St. Paul's Hospital in the city's core is repurposing the floor that nursing staff would only identify as "10C," because of a near-elimination of AIDS cases in British Columbia and the associated drop in need for high-maintenance HIV care.
But Dr. Julio Montaner, a longtime crusader and champion of the AIDS/HIV treatment-as-prevention program, said Ottawa's failure to take greater action has hindered progress in wiping out the disease nationwide.
"If every province was doing what B.C. has done, we would have a country that would be celebrating together the same thing," said Montaner, who helms the BC Centre for Excellent in HIV/AIDS.
"We are not, because they have not.

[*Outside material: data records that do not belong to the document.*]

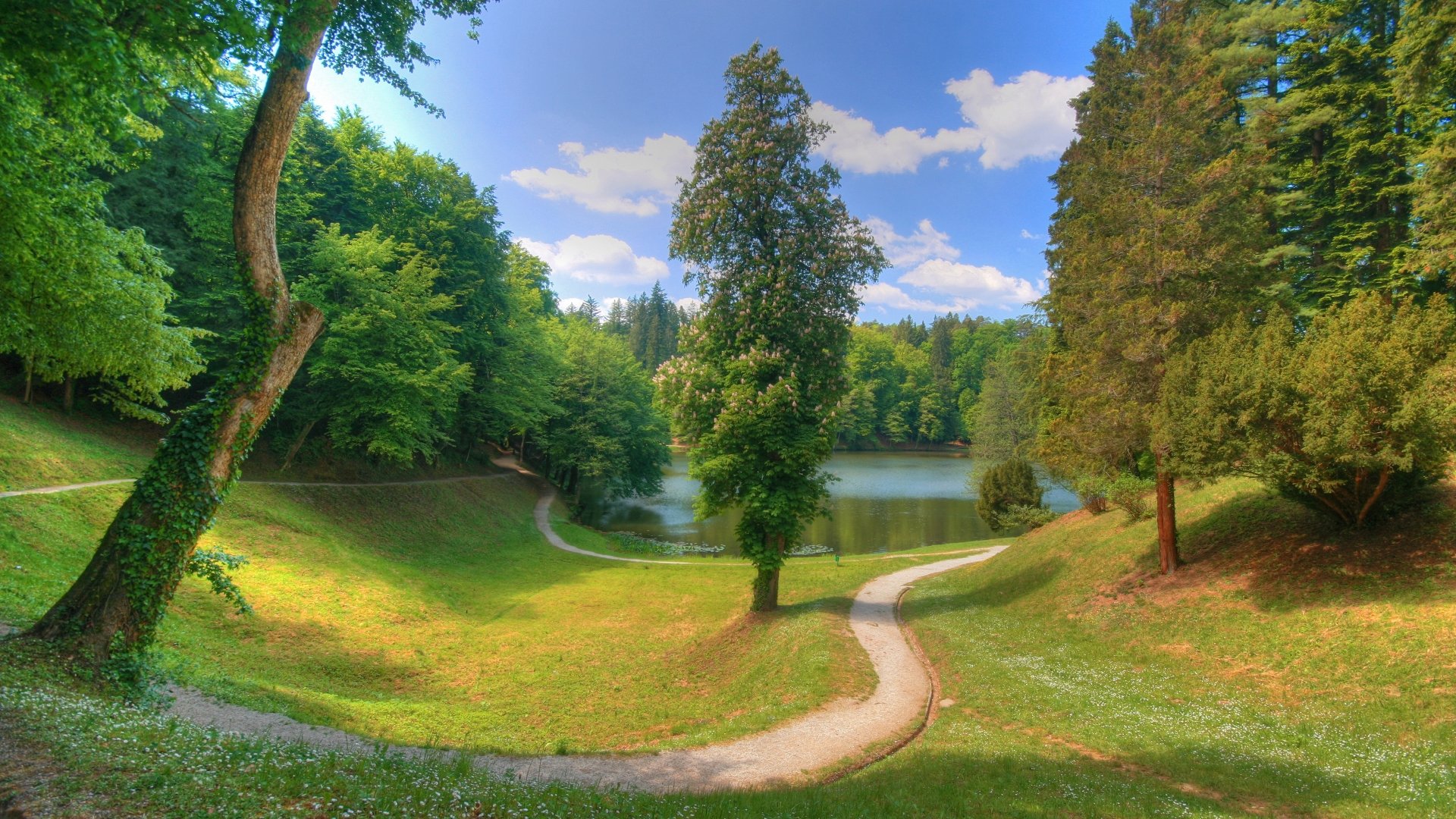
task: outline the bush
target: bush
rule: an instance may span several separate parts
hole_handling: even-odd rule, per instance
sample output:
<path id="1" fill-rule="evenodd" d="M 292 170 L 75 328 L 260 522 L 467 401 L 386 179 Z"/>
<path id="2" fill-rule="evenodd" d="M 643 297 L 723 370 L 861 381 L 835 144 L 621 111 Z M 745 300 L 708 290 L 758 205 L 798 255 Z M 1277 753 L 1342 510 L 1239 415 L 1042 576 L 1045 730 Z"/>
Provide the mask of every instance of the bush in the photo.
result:
<path id="1" fill-rule="evenodd" d="M 1305 332 L 1224 328 L 1169 363 L 1156 426 L 1182 474 L 1251 475 L 1361 526 L 1456 450 L 1456 315 L 1370 293 Z"/>
<path id="2" fill-rule="evenodd" d="M 1008 506 L 1006 512 L 1000 516 L 1002 523 L 1006 526 L 1025 526 L 1026 529 L 1040 529 L 1057 517 L 1061 517 L 1060 512 L 1051 512 L 1044 506 L 1022 504 Z"/>
<path id="3" fill-rule="evenodd" d="M 1102 514 L 1107 512 L 1107 484 L 1102 478 L 1088 475 L 1072 481 L 1072 491 L 1082 501 L 1082 509 Z"/>
<path id="4" fill-rule="evenodd" d="M 1128 523 L 1137 523 L 1153 513 L 1153 506 L 1147 503 L 1147 493 L 1153 491 L 1152 478 L 1123 474 L 1108 481 L 1104 491 L 1107 501 L 1127 514 Z"/>
<path id="5" fill-rule="evenodd" d="M 1037 474 L 1031 463 L 1021 458 L 1003 461 L 987 469 L 981 475 L 978 488 L 980 498 L 976 501 L 976 512 L 996 532 L 1010 526 L 1002 520 L 1002 516 L 1012 506 L 1041 506 L 1041 485 L 1037 484 Z"/>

And unfortunately the lack of federal leadership in this regard is an impediment for us to move forward."
Montaner joined Premier Christy Clark and other officials on Tuesday in lauding the ward's metamorphosis as a sign that the illness is almost under control in the province.
"Virtually AIDS disappeared, but it didn't really disappear until the very end, when treatment-as-prevention became the reality," Montaner said, holding up a graph depicting a dramatic plummet in cases.

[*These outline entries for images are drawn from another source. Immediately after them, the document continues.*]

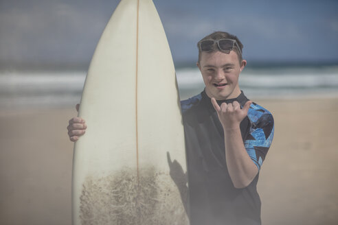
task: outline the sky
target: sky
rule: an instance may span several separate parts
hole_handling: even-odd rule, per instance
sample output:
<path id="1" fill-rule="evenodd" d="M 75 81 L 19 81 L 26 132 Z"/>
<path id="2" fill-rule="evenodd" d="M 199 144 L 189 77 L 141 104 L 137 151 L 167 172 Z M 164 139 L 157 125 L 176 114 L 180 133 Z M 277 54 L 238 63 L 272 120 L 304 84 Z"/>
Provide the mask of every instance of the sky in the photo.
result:
<path id="1" fill-rule="evenodd" d="M 338 1 L 154 0 L 174 62 L 196 43 L 236 35 L 248 62 L 338 63 Z M 0 64 L 89 64 L 119 0 L 0 0 Z"/>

"We did it and everybody else can do it."
The ward opened during the peak of Vancouver's HIV/AIDS epidemic in February 1997, when approximately one person was dying each day.

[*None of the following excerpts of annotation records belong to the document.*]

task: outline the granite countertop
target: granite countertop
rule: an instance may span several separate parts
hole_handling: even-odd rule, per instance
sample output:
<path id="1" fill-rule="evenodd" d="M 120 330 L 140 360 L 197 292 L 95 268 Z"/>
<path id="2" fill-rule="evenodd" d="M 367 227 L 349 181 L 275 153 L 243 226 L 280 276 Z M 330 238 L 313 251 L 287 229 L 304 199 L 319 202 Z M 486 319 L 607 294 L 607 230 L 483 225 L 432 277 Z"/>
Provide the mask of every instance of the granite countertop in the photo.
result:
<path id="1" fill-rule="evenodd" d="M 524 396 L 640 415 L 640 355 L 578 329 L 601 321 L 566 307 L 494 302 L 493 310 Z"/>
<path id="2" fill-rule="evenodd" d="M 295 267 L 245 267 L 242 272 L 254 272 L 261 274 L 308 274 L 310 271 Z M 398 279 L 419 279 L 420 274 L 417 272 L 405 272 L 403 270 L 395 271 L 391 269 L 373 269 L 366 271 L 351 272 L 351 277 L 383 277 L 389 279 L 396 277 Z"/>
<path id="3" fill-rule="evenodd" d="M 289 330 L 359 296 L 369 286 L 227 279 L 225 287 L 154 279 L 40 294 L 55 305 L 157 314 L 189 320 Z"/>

As of 2013, only 40 people in B.C. were identified as living with the disease that can develop from the HIV virus without medical care, according to the BC Centre for Excellence in HIV/AIDS.
There was an estimated 11,972 cases of people infected with HIV in 2012 in B.C., with more than half getting active treatment.
Expanded treatment coverage in the province is credited for an 80 per cent drop in both AIDS cases and HIV-related deaths since 1996, and a 66 per cent decline in new HIV diagnoses.
But that contrasts with the "worst epidemic" of HIV/AIDS yet to be tackled in Canada, said Montaner. Some 70 per cent of new cases in Saskatchewan and 40 per cent of new cases in Manitoba are among First Nations people, who rely heavily on the federal government, he said.
A spokeswoman for Health Minister Rona Ambrose said there's been "strong federal leadership on the file."
Over the coming year, Ottawa will invest $86.7 million on two initiatives addressing domestic HIV/AIDS, including a vaccine program. The government has also invested more than half a billion dollars on research.
The lowest number of newly-diagnosed HIV infections was reported to the Public Health Agency of Canada in 2012, said a statement. On its website, the agency says the HIV/AIDS pandemic "remains an enormous challenge in Canada and around the world."
The St. Paul's ward will continue to provide HIV/AIDS treatment, but will expand its focus to include various bacterial and viral infections like chronic hepatitis.
Patients are no longer being admitted with the expectation of death, instead they're attending to be treated for a chronic, manageable, long-term illness, said Clark.
"I can think of no better reason to close a hospital ward and repurpose that hospital ward than a lack of demand," she said.
United Nations under-secretary for UNAIDS Michel Sidibe said B.C. has reached a "defining moment" that should inspire global communities to start thinking about ending AIDS altogether.
B.C.'s prevention strategy has been adopted by France, Brazil, China and several U.S. cities.
"I was not a popular kid when I first said I was going to do this," Montaner said. "Basically they told me I was crazy, not only in my backyard but all around the world."
Vancouver artist Tiko Kerr, who has been living with HIV for almost 30 years, credits Montaner and his organization for the fact his blood work no longer registers the virus.
In 2005, Kerr, five other infected men and Montaner's group lead a media campaign that so "embarrassed" the federal government it reversed its decision after denying help and paid for experimental drugs.
"I wouldn't be alive if I were somewhere else in the world," Kerr said.